# Semi-Novice Beer and Port Questions



## volfan (Jul 15, 2006)

I have been enjoying port for about a year (coinciding with me flying down the cigar slope on a bobsled) and really enjoy Fonseca Bin 27 and Taylor Fladgate LBV and 10yr. I LOVE Taylor 20yr so I am trying to get more in depth information so I can broaden my horizons. First the port questions:

Has anyone here had Warres Otima 10yr and if so, how is it compared to Fonseca Bin 27 or Taylor Fladgate LBV or 10yr?

Has anyone had Quinta de Ventozelo 10yr? If so, how does it stack up to some of the other $20-30 ports?

As for the beer, my palate is much more developed than when it comes to port but for background information, I have sampled 100s of different craft brewery beers and my favorites run with Stouts and IPAs. In other words, I like beers very hoppy or very malty. As of right now, I still love Samuel Smith's Oatmea; Stout, Young's Double Chocolate Stout, Redhook IPA, St Arnold's Elissa IPA, Hop Head IPA, Shiner Bock, the Marzen and Festbier at Gordon Biersch and that is all that is jumping out at me right now. I am ready to venture into trappist brews but would like some guidance so here goes the questions:

Which Chimay should I start with? Which Duvel? What other Belgian/Trappist ales are good to start with?

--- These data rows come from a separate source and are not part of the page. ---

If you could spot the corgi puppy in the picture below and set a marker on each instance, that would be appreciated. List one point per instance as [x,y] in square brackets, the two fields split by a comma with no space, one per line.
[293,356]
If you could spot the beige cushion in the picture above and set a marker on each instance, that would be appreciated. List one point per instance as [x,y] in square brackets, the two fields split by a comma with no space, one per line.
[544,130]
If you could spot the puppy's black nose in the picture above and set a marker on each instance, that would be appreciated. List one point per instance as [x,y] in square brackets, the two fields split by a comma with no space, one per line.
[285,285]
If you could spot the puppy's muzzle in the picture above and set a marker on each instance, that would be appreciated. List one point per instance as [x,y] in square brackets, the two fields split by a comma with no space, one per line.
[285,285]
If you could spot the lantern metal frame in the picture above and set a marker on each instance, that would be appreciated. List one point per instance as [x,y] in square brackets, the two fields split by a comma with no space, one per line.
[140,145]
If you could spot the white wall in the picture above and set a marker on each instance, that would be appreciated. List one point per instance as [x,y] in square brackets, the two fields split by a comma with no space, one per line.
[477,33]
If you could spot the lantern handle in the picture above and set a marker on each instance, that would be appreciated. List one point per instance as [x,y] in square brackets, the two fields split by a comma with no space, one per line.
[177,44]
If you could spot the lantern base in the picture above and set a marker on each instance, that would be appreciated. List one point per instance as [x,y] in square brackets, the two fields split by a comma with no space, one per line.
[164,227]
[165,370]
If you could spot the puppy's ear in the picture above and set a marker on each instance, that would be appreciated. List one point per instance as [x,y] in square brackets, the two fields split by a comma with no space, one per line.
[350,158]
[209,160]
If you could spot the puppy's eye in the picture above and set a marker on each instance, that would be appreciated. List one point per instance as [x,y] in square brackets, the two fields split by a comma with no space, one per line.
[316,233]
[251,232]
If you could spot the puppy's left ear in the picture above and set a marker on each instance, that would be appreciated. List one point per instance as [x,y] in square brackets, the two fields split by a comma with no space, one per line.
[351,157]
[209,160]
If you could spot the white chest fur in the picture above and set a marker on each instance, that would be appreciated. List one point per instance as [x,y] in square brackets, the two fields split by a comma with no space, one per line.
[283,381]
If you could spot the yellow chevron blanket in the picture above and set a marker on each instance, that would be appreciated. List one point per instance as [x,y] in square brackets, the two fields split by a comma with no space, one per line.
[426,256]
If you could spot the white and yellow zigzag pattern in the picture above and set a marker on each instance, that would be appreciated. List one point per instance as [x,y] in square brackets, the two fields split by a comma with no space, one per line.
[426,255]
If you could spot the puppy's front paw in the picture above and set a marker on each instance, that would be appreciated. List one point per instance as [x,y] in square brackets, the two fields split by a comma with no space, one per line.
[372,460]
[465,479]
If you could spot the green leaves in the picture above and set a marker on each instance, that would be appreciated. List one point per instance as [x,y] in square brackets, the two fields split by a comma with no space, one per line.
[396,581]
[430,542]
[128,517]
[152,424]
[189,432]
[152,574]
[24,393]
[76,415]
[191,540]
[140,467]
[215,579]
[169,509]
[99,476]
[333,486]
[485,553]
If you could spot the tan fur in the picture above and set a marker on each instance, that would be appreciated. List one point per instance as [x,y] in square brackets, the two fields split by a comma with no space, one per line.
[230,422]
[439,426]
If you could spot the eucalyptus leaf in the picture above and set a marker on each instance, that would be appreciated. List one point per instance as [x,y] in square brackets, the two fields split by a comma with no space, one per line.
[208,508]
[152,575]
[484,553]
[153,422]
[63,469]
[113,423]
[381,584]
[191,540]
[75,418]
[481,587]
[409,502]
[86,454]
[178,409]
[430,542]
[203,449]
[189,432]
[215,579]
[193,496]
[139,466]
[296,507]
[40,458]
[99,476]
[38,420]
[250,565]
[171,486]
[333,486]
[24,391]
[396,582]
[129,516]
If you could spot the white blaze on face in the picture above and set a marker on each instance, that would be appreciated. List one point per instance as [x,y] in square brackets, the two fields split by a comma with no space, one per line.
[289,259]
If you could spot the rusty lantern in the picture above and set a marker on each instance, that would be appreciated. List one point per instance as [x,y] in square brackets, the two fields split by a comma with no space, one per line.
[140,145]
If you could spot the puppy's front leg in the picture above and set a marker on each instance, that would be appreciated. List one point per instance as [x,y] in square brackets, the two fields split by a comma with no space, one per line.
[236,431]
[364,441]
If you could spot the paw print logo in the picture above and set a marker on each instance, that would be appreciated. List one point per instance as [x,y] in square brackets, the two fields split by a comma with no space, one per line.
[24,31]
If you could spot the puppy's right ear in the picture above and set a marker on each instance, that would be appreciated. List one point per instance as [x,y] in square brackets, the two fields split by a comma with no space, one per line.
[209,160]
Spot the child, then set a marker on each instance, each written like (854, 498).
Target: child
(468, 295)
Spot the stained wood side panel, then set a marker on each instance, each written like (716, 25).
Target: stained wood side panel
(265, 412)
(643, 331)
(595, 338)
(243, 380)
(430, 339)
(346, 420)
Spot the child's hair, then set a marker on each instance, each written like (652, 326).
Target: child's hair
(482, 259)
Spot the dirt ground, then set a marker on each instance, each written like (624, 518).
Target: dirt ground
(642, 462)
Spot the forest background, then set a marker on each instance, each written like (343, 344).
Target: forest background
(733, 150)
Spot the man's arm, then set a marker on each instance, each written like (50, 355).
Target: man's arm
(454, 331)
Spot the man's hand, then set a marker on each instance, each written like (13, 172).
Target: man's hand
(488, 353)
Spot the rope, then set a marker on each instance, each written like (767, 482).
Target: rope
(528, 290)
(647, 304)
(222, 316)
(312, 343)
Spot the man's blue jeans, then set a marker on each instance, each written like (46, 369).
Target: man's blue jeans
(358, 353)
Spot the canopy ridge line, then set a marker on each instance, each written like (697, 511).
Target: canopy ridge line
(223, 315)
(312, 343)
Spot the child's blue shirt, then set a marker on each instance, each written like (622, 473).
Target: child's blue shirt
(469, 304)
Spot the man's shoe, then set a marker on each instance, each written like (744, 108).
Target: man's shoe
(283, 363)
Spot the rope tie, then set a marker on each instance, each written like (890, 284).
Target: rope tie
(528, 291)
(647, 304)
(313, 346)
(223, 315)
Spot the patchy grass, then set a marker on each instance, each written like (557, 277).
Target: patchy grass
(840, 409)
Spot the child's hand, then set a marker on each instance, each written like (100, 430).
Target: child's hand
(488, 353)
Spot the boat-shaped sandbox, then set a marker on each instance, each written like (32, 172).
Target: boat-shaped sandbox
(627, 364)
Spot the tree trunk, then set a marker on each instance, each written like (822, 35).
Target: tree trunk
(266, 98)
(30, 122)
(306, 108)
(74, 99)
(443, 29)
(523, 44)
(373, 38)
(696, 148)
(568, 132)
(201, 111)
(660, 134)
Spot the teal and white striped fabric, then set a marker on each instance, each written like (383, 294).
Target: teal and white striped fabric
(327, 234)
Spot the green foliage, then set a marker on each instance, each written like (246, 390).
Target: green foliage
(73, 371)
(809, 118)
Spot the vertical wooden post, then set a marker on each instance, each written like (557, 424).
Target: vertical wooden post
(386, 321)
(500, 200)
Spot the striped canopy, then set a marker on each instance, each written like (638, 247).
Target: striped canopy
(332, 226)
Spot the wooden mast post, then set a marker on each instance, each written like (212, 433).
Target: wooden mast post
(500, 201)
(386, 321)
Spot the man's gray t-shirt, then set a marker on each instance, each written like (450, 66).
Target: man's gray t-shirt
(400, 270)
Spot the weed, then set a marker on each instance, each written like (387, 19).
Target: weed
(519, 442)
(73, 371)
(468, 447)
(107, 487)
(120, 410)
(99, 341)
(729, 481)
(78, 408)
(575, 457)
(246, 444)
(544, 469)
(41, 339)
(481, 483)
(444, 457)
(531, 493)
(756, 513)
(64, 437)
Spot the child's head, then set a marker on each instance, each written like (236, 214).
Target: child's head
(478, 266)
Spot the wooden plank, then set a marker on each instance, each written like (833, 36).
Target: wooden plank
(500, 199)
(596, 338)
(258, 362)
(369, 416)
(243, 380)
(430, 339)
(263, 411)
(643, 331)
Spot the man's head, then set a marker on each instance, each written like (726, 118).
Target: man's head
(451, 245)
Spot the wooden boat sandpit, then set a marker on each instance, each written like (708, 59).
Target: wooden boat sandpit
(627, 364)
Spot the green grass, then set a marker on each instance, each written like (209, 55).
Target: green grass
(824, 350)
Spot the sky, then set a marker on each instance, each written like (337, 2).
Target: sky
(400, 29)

Are there any lesser known standout IPAs that I should try?



thanks for helping.


P.S. Since Tennessee has crappy alcohol laws when it comes to shipping, I would be very interested in trading or PPing someone if they can procure me a bottle of Yalumba 50yo.

scottie


----------



## Bullybreed (Jun 25, 2007)

Im like you I love stouts partic youngs oatmeal stout, as for the trappist ive tried a few (got a hefty buzz off of one bottle) im really up in the air about em, my taste changes weekly, what Ive learned about drinking them is that you need to drink them from a wide rimmed glass to let it breath and gets some air mixed dont drink it strait from the bottle or youll poor it down the drain you dont wanna do that as ther not that cheap , the few ive had were good.Off the top of my head I think St Arnolds was 1 that i had. i think it had a monk on the front not sure..
sorry its not more informative


----------



## ambientboy (Jun 10, 2007)

Go after Ommegang Three Philosophers, and I don't think you'll be disappointed.

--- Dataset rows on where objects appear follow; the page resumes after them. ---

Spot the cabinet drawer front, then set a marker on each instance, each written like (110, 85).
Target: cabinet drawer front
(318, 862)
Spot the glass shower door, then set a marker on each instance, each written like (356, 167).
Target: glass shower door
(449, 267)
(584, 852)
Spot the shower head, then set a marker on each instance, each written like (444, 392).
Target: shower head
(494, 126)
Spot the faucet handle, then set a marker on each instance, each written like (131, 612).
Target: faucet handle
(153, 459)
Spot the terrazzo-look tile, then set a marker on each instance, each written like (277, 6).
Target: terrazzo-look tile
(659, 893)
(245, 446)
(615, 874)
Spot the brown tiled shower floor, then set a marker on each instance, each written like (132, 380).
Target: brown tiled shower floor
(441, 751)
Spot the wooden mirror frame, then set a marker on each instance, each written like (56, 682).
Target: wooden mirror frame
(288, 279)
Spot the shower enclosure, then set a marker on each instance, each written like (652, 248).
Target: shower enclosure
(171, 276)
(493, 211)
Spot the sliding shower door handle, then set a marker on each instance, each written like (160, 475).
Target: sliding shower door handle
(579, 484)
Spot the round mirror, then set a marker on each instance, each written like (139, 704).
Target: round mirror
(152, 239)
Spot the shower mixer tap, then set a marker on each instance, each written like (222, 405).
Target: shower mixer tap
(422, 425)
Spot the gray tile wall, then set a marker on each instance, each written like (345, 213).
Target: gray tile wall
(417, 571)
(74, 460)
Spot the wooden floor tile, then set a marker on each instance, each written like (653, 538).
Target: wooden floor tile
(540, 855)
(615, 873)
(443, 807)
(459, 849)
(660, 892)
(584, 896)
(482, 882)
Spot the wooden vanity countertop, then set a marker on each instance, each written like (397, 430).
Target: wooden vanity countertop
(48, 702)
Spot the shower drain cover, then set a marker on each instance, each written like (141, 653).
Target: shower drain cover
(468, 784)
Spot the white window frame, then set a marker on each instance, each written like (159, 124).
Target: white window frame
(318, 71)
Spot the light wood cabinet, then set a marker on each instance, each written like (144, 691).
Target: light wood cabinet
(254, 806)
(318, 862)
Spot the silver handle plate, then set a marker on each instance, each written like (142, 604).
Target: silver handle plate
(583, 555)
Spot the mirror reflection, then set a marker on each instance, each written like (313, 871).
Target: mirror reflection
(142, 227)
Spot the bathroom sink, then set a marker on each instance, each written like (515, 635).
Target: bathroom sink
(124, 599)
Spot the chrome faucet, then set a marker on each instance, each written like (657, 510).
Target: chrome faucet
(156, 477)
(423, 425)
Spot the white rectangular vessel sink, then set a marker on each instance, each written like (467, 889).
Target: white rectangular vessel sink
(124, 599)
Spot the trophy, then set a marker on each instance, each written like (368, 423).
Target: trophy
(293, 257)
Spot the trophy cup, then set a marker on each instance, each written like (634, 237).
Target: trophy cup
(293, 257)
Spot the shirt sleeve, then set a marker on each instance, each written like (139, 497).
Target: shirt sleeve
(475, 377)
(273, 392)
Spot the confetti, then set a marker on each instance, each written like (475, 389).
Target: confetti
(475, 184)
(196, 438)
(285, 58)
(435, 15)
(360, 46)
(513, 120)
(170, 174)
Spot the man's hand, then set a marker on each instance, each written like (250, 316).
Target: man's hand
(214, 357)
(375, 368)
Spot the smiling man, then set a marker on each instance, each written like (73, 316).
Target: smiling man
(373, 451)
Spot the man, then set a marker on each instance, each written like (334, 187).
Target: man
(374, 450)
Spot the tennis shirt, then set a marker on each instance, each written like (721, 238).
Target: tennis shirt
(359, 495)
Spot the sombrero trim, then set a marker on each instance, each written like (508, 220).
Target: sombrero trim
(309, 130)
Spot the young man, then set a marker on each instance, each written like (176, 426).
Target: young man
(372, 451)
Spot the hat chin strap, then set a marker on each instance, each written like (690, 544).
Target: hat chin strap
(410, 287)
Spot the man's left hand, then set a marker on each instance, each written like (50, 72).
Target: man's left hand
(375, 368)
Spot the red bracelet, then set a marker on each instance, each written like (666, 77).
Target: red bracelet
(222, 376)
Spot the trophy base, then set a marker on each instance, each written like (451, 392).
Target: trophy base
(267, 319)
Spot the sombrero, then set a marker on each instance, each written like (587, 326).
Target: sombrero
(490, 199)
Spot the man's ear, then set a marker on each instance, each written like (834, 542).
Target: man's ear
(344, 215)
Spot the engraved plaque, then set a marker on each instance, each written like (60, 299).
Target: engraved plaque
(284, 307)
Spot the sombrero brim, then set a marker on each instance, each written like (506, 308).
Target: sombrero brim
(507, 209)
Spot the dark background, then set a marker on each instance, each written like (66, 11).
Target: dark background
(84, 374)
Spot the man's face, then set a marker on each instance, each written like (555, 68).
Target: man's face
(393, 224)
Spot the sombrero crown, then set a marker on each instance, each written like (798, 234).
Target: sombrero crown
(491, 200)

Also, try Leffe...anything Leffe. The dark is my favorite, but the blonde is far tastier than you'd expect.


----------



## adsantos13 (Oct 10, 2006)

Volfan..I just started getting into trappist/abbey/belgian style beers as well and I just started buying them without any rhyme or reason. I haven't had one yet that I didn't like (maybe that means Im just an alcoholic, dunno ). Anyway, as a fellow novice take this post with a grain of salt since Im not anywhere near educated on these brews.

I believe there are only about 6 or 7 trappist breweries but each one seems to have a couple different brews. Anyway, my favorites so far are Rochefort and Orval. The Rochefort had this strong smokey taste, not like a peaty scotch, more like charcoal. I love all things smokey, so this was a natural to shoot up my favorites so far list. Orval is just superb IMHO, and there is a ton of complexity. Fruits, spices, yeast, etc. Yum. Achel and Chimay are also very nice. I am still not sure of the difference between the diff. colors of Chimay, but have had them all and liked them all FWIW. Ive only had one kind of Achel, dont know if they make more. It came in a small bottle. 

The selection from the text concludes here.